Archive for the Centro Storico Category

Naples – Centro Storico – Street Art

Posted in Campania, Centro Storico, Italy, Naples with tags , on February 9, 2016 by gannet39

Naples is a hot spot for street art and graffiti. Most of the best stuff is found on Via Tribunali, Spaccanapoli and their side streets, particularly around the university district.

Artists come from everywhere to display their art, like Banksy for instance.


CRL is on a similar tip.


But this is my favourite one by CRL.


CLET is a French artist who lives in Florence. I’ve seen his work in Genoa and Madrid as well.










Diego Miedo


Some political stencils.




And some not.



Some graff.







Some posters.





Unknown artists



















Naples – Centro Storico – Porta Gennaro

Posted in Campania, Centro Storico, Italy, Naples, Porta Gennaro with tags , , on February 8, 2016 by gannet39

Porta Gennaro is the on the northern boundary of San Lorenzo, the quarter of Naples that corresponds to the Centro Storico. Via Foria separates San Lorenzo from Sanita which I wrote about in my previous post. The Archaeological Museum is nearby…

…and there’s an excellent pizzeria here:

Pizzeria Lombardi (A), 12/14 Via Foria,

There are quite a few reasons I like Lombardi but in a nutshell the pizza is great, the service is good and you can sit outside if you wish.

I’m not sure how they make their pizza base but it’s different to elsewhere, lighter and softer somehow. My local teacher friend thought that it might be because they use sparkling water when they’re mixing the dough. It’s like no other pizza I’ve tasted.

I had their buffalo mozzarella Margherita which was great (A) although not particularly cheap at €9.

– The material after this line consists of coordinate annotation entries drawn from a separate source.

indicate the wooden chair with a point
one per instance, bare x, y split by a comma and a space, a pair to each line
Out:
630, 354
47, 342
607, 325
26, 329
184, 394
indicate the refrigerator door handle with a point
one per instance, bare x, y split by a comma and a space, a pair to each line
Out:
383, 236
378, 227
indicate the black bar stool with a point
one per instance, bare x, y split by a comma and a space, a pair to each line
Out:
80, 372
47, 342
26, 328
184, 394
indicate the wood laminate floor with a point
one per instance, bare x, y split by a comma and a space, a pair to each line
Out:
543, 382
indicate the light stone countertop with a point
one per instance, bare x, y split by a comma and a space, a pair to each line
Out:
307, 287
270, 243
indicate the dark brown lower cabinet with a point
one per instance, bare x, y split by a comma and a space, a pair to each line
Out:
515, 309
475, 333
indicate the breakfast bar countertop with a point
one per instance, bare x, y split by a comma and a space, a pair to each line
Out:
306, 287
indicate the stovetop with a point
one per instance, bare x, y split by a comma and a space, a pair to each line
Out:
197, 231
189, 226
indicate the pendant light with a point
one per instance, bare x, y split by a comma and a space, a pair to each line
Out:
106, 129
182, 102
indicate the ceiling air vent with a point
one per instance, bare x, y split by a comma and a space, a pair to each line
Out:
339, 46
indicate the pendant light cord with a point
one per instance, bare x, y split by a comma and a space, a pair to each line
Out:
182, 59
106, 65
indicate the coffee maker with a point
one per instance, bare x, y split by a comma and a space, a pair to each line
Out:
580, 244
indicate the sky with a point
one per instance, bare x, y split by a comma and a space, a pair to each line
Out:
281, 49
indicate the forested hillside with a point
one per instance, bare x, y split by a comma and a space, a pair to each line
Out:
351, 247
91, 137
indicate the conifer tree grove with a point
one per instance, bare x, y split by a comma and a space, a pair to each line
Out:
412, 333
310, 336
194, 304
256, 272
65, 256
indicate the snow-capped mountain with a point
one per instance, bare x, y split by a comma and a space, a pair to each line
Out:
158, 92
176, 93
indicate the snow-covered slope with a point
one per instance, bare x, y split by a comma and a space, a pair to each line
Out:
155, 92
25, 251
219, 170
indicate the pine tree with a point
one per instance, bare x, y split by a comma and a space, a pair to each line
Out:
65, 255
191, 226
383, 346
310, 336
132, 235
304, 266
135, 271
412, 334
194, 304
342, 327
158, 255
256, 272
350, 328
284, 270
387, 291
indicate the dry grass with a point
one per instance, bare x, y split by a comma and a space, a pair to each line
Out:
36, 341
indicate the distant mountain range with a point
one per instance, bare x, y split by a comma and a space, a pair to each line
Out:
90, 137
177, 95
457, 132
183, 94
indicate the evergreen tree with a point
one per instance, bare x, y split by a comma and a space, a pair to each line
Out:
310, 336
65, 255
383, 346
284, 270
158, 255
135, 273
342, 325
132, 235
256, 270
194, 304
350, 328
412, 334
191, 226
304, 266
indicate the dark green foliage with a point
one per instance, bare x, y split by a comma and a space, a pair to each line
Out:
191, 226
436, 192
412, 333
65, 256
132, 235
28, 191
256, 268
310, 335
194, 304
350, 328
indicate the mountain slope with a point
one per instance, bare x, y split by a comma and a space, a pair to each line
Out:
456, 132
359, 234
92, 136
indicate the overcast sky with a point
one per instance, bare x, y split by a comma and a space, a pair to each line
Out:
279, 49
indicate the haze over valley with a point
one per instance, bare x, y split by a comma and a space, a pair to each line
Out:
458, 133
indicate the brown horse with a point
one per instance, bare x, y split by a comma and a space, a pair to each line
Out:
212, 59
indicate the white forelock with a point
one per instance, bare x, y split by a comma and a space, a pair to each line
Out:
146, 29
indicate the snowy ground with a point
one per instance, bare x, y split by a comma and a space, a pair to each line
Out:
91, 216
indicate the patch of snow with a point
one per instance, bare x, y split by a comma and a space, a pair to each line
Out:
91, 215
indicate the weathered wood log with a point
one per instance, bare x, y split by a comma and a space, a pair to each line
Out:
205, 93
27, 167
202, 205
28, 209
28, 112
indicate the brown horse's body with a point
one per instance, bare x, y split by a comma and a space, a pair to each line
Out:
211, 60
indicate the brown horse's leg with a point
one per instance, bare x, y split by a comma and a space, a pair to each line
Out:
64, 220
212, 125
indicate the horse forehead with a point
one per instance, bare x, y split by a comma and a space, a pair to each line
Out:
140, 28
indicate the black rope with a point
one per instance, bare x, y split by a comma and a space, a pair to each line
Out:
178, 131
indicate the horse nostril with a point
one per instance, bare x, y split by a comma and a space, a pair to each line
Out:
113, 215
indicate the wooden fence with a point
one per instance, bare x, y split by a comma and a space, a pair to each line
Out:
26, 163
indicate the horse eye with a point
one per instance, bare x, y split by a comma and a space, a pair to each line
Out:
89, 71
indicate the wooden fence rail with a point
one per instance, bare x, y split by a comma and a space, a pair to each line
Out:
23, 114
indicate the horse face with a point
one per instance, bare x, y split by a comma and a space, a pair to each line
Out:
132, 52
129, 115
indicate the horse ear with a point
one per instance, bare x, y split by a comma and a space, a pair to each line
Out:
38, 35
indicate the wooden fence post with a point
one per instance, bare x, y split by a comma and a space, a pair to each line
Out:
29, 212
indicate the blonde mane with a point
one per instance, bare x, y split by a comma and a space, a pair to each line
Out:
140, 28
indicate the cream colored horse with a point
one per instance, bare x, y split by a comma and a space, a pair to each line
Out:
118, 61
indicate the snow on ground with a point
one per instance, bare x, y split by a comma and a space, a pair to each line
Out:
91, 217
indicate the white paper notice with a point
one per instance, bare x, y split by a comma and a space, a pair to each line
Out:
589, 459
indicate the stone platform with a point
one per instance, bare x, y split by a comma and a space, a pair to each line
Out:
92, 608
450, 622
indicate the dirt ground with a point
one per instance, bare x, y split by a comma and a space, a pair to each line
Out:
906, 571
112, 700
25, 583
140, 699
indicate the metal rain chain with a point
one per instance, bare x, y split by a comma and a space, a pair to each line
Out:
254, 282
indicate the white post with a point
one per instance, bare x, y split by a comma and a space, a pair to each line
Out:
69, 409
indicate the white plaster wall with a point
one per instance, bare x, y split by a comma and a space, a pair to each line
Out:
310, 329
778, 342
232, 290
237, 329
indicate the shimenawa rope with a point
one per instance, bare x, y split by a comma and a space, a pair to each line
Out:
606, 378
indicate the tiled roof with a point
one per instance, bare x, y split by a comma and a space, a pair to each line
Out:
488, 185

… and a bottle of Peroni Rosso which was a new beer to me. It hit the spot perfectly (A).


Everything feels more refined here for some reason. The friendly guy who served me spoke the best English I’ve ever encountered in a pizzeria (not that this matters).

I like their quirky décor too. Definitely in my top five pizzerias.


Capasso (Intermediate B+), 2 Via Porta San Gennaro (in the shadow of the gate).

I was brought to this restaurant and pizzeria for lunch on a few occasions. Unfortunately I only eat salads for lunch and avoid any carbs because I can’t afford to be sleepy at work. The salads were very good though!

According to local food critic Lucinano Pignataro they are renowned for their pizza. I’ll have to come back and try one.

Naples – Centro Storico – Churches

Posted in Campania, Centro Storico, Italy, Naples with tags , , , , , , , , on January 30, 2016 by gannet39

I’m not a believer but even an atheist can still appreciate the beauty of the stunning religious art housed in Naples’ numerous churches and chapels.

According to this thread, there are around 440 churches in the 17 square kilometers of the old town. I’ve heard that this is a higher density than Rome which has 900 churches in total, so I’m not sure if this is true. Either way, it’s a lot! Here are a few of my favourites.

Duomo di San Gennaro, 149 Via Duomo,

Naples cathedral was founded in the 5th century but the current building was built between 1294 and 1323 in a French Gothic style.


It has been renovated and reconstructed several times due to earthquakes. The western facade is Neo-Gothic whereas the decoration inside is mainly Baroque.


To your left as you enter is the Basilica di Santa Restituta, also known as the Capella di Santa Restituta. It’s the oldest church in Naples (built in the 6th century) and located on the site of the original cathedral which itself was constructed over a Greek temple dedicated to Apollo. It was incorporated into the later Gothic cathedral as a chapel. Some early Christian art can be seen here.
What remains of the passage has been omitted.